После этого полковник иранских казаков, родившийся в Мазандаране в 1878 г., пошёл на столицу, 22 февраля 1921 г. вступил в неё, 25 апреля 1921 г. сумел стать военным министром, потом, 28 октября 1923 г., премьер-министром, а 31 октября 1925 г. добился от парламента низложения шаха. Собирался ли он установить республику? Судя по всему, да, потому что пребывал под сильным влиянием того, что сделал в Турции Мустафа Кемаль Ататюрк, чьему примеру он следовал и чьим реформам, хоть и более робко, подражал. Но общество привыкло к монархии, идея республики его пугала. И он стал королём. Об этом он объявил 17 сентября 1925 г., а 25 апреля 1926 г. короновался под именем Риза-шаха Пахлави. Риза — это было его имя. Шах — титул. Пахлави — старинный термин, который он откопал в далёком доисламском прошлом, чтобы назвать этим красивым словом создаваемую династию, что показывает, что он хотел восстановить связи с этой древностью, перекинуть мостик через все века ислама, и это соответствовало чаяниям той части нации, которая хотела модернизации, но заронило в сердца мулл зёрнышко, которое через сорок лет разрастётся в большой столетник, чьи корни расколют фарфоровый горшок монархии. Позже монархи Пахлави ещё не раз проявят свои трансисторические устремления: в 1935 г., когда в качестве названия страны откажутся от «Персии» ради «Ирана», и в 1971 г., когда устроят грандиозные празднества в Персеполе в честь две тысячи пятисотлетней годовщины империи. Тогда об этом говорили много; туда съехались главы государств, и в тот день весь мир был у ног шаха; менее через восемь лет весь мир, за исключением Египта (к его чести), с редкостной трусостью отступится от последнего.

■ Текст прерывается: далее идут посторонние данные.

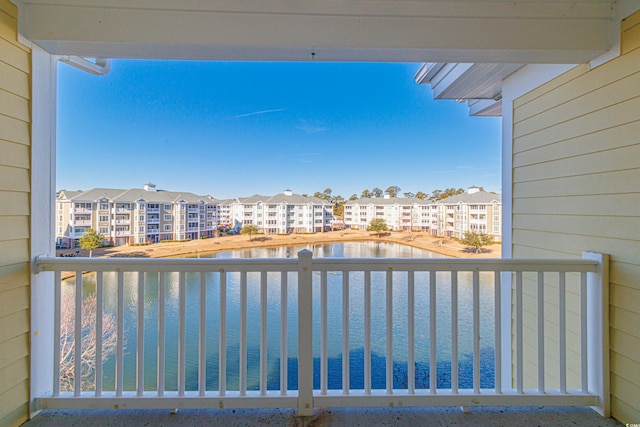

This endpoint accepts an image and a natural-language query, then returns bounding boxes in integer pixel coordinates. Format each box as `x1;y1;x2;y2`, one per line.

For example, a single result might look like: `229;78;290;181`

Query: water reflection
63;242;494;390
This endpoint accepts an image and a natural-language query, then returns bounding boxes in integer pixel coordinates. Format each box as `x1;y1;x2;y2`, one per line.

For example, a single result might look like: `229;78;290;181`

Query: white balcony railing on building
35;250;609;415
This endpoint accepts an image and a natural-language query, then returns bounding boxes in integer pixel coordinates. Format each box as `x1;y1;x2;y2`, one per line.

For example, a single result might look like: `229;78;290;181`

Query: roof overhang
414;62;525;116
13;0;614;64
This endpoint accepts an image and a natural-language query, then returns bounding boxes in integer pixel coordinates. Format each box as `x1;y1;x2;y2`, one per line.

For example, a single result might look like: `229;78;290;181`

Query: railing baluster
473;270;480;394
451;271;459;394
218;269;227;396
73;271;82;397
198;272;207;396
95;271;103;397
558;272;567;393
493;271;502;394
239;271;247;396
280;271;289;396
429;270;438;394
116;271;124;397
320;271;329;395
342;271;350;394
538;271;545;393
158;273;166;396
580;273;589;393
515;271;524;394
53;271;62;397
260;271;267;396
385;268;393;394
178;271;187;397
407;271;416;394
136;271;144;396
298;249;313;416
364;270;371;394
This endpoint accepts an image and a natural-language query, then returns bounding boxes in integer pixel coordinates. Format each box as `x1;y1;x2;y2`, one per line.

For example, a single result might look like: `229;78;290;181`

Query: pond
63;242;494;391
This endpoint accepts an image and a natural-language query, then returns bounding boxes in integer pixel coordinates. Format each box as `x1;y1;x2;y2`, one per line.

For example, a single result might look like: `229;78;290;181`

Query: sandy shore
58;230;501;258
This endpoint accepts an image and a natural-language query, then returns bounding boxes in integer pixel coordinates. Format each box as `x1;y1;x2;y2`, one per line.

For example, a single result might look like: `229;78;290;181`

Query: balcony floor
23;407;622;427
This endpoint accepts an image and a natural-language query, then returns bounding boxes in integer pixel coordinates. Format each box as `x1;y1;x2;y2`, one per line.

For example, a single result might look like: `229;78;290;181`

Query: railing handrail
34;249;609;415
35;256;599;273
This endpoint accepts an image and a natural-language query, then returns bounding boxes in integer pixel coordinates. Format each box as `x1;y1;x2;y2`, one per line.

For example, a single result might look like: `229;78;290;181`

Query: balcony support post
298;249;313;416
581;252;611;417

Можно было бы полагать, что это обращение к прошлому выражало только личную волю или прихоть монарха. Но я только что сказал, что оно в то же время соответствовало глубинным чаяниям части нации — студентов, интеллектуалов, которых объединяло общее стремление возвеличить это прошлое, чтобы забыть об упадке, какой страна переживала в настоящем. Мы уже несколько раз, говоря о разных веках, обнаруживали эту приверженность иранцев к великим деяниям Древней истории. Время не охладило эти чувства. Они проявлялись уже при Каджарах, когда Насир ад-дин (1847-1896) велел высечь рельефы в скалах в подражание древним Ахеменидам и Сасанидам (рельефы в Рее, изображающие царя, который охотится с соколом, и царя, сидящего на троне в окружении двора).

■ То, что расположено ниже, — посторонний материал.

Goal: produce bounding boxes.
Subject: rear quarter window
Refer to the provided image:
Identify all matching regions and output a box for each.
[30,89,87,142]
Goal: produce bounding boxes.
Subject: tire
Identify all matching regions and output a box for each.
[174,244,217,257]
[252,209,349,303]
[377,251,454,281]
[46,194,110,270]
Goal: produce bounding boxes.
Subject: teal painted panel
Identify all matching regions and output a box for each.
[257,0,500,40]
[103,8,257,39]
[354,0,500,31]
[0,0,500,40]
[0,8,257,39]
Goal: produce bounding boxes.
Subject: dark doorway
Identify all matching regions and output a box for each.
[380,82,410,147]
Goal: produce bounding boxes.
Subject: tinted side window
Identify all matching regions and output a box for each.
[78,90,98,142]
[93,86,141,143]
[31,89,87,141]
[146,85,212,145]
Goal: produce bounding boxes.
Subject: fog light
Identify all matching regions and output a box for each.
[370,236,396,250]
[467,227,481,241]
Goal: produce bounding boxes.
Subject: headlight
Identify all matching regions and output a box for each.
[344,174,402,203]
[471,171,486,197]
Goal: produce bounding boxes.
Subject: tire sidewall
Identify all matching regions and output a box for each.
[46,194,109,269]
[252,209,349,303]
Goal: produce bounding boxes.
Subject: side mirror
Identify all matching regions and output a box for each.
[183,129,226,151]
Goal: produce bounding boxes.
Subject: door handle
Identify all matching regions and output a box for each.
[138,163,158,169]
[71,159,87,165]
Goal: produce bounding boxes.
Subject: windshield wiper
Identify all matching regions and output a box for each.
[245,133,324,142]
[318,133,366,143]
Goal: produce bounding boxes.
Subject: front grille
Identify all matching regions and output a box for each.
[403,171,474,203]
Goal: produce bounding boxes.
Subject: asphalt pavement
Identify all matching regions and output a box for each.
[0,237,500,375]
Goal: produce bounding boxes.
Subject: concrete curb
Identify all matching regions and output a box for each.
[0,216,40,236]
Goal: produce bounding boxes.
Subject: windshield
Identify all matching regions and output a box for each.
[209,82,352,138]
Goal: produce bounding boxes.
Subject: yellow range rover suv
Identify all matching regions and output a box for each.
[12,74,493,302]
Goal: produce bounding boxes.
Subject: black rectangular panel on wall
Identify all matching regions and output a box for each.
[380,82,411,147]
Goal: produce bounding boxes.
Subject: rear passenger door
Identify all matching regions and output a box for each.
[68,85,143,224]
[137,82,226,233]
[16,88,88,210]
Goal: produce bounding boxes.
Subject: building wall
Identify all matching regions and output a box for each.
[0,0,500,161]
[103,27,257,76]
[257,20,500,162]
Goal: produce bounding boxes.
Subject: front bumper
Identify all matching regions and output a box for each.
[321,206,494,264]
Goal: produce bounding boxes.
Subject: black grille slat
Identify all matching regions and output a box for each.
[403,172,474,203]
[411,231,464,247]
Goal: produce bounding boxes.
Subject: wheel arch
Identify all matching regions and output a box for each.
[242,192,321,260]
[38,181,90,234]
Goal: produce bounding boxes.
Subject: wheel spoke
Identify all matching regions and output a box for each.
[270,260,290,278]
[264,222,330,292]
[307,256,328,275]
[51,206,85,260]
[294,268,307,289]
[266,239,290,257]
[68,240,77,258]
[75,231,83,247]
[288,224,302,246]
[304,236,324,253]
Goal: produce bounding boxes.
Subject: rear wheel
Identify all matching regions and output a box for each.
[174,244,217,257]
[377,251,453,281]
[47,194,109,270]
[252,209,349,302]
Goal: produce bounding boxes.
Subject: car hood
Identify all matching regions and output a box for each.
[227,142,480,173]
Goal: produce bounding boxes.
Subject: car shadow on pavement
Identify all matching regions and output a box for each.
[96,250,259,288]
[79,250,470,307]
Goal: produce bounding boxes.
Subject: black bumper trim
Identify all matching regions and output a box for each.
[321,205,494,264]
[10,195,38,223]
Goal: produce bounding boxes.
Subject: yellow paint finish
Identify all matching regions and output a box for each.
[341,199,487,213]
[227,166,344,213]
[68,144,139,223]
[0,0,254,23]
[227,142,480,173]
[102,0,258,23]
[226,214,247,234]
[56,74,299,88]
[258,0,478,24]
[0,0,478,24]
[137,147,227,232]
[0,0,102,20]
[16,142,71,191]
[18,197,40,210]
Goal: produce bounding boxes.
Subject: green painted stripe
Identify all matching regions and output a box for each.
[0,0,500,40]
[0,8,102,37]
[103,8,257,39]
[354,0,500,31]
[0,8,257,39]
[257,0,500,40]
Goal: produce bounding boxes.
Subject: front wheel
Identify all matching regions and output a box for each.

И если в сегодняшнем исламистском Иране нам трудно представить себе подобные чувства, мы уверяем, что в XX в. они были ещё живы и соперничали с приверженностью к исламу, будучи тоже реакционными, но с другой направленностью. Сколько раз в молодости я слышал дифирамбы Дарию, Хосрову, маздеизму! Сколько было нападок на арабов и даже на ислам, которых обвиняли во всех бедах, на которых сваливали всю вину за упадок Ирана! Презрение к племени завоевателей было — и остаётся? — очевидным. Выражение «я по рождению араб», с помощью которого извиняются, если чего-то не поняли, хорошо известно, и Венсан Монтей, напомнивший о нём, также приводит заявление видного перса, сказанное одному из его британских гостей: «Ислам — для нас это только средство, чтобы прогнать вас».
Риза-шах Пахлави, которого иногда изображают грубым невеждой, на самом деле был великим государем в духе Ататюрка, но не имевшим шансов на успех. Надо полагать, он по крайней мере сделал всё, что мог. Он, как и турецкий диктатор, мечтал модернизировать свою страну, вестернизировать её, вырвать из того мракобесия, о котором говорил Абдул-Баха, и в самом деле провёл большие реформы как в социальном, так и в экономическом плане. Но Иран был намного сильней порабощён иностранными державами, чем Турция, они намного плотней его контролировали, и ему также не посчастливилось в том смысле, что он стал жертвой второй мировой войны.